It’s too good for him. He could never play it. But Cassandra could. And that’s what he tells her that afternoon in the music room, tired and not proud, per se, but amazed with himself, that he could compose something like this.

She’s quiet.

Scanlan fidgets. He doesn’t like quiet. Quiet gives you too much time to consider. “Say something,” he says. “I really _can’t_ play it, it won’t work if it’s me.”

Cassandra looks at the violin. “If I learn to play this, I'll have to perform it. I didn't want anyone to hear me play.”

Scanlan winces. She had said that, hadn’t she? “I forgot. I’m sorry. You don’t have to–” he starts to say, but she raises a hand to stop him.

“Please. Let me finish,” she says. “I didn’t want to. I thought it would be embarrassing, but on some level I think I also thought that I didn’t deserve to. I didn’t deserve music, not now. I’d lost the right, and if anyone heard me they would know that I was taking something that wasn't mine anymore.”

Scanlan shakes his head. “No one _deserves_ music. Making music doesn’t have to be deserved. It just has to make you happy.”

Cassandra’s head turns towards him. “And you think I have the right to do something that makes me happy?”

The question is clearly weighted and measured, like she's testing him, or testing _something_ at least. Maybe herself. Normally, his answer would be joking. Not right now, though. “I think everyone does. That includes you.” 
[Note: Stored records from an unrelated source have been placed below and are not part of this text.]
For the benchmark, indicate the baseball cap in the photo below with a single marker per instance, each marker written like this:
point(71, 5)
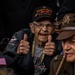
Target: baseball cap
point(43, 12)
point(68, 27)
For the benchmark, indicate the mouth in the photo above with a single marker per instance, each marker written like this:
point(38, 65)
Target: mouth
point(42, 34)
point(69, 54)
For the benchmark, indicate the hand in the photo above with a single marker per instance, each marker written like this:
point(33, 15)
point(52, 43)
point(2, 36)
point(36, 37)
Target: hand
point(23, 47)
point(49, 47)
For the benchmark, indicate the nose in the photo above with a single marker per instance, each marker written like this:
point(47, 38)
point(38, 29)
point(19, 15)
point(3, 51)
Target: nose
point(44, 28)
point(67, 46)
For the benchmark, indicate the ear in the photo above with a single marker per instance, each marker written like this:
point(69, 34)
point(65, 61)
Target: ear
point(31, 27)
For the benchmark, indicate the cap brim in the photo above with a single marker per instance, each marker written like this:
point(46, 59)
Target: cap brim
point(65, 34)
point(45, 17)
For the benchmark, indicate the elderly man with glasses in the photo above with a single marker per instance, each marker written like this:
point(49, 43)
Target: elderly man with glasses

Cassandra doesn’t say anything. Instead she picks up the violin, and takes a deep breath. There's a change in her eyes when she looks back at him. If Scanlan were to pick a word, he might say that something in them strengthens. “Maybe…maybe I agree with you, at least a little.” She holds out her hand. “Alright. I’ll try.”

 _I passed,_ Scanlan thinks. _Or maybe you did._ He hands her the sheets. “It’s not done yet, and I might add another instrument. Not sure what, though.”

Cassandra purses her lips. “What about a piano?”

Scanlan sighs. “If only I knew a pianist.”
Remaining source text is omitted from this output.